One very important shoulder rehabilitation exercise to include in a program is an external rotation. This will help to work the rotator cuff where many of these injuries start. To perform this tie a rubber tubing band to a door handle. Next, grasping the band with the hand of the injured shoulder (standing with that shoulder facing away from the door), slowly pull with the hand so that it rotates around the body until it is now facing the complete opposite direction (the rope is forming a 180 degree line). Note that while performing this you will want to keep your elbow tucked into your side without letting it leave contact with the body. Hold this position for a few seconds and then slowly move back to the start again to complete one rep. Perform this for 15-20 repetitions.

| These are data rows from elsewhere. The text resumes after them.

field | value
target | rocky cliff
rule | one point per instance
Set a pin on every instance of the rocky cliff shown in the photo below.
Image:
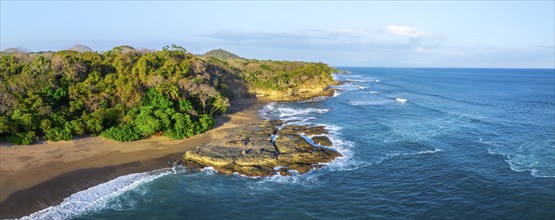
(263, 150)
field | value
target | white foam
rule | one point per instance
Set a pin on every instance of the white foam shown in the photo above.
(370, 102)
(266, 110)
(397, 154)
(286, 112)
(97, 197)
(355, 80)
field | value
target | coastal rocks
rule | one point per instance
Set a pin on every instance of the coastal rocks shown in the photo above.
(262, 150)
(322, 141)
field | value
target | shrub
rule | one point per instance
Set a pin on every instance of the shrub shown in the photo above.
(124, 133)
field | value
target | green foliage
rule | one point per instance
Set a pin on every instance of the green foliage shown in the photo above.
(126, 94)
(122, 133)
(58, 134)
(221, 54)
(22, 137)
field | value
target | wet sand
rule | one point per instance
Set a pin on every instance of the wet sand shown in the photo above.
(33, 177)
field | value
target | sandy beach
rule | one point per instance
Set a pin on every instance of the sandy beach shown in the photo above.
(41, 175)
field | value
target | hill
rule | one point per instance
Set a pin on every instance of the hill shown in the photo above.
(126, 94)
(221, 54)
(80, 48)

Another good activity to perform is front and lateral raises. To do these, hold a 5-10 pound dumbbell in one hand, keeping your feet about shoulder width apart and knees slightly bent. Then raise the dumbbell either up straight in front of you or off to the side, keeping the elbow extended the entire time. Only raise to about shoulder level and then lower back down. After performing a set of 10-12 reps switch arms and repeat again.

Including the above suggestions in any fitness program is also a great way to prevent an injury from occurring in the first place. There is nothing more frustrating than having to take time away from what you love so make sure you do everything you can to avoid this situation.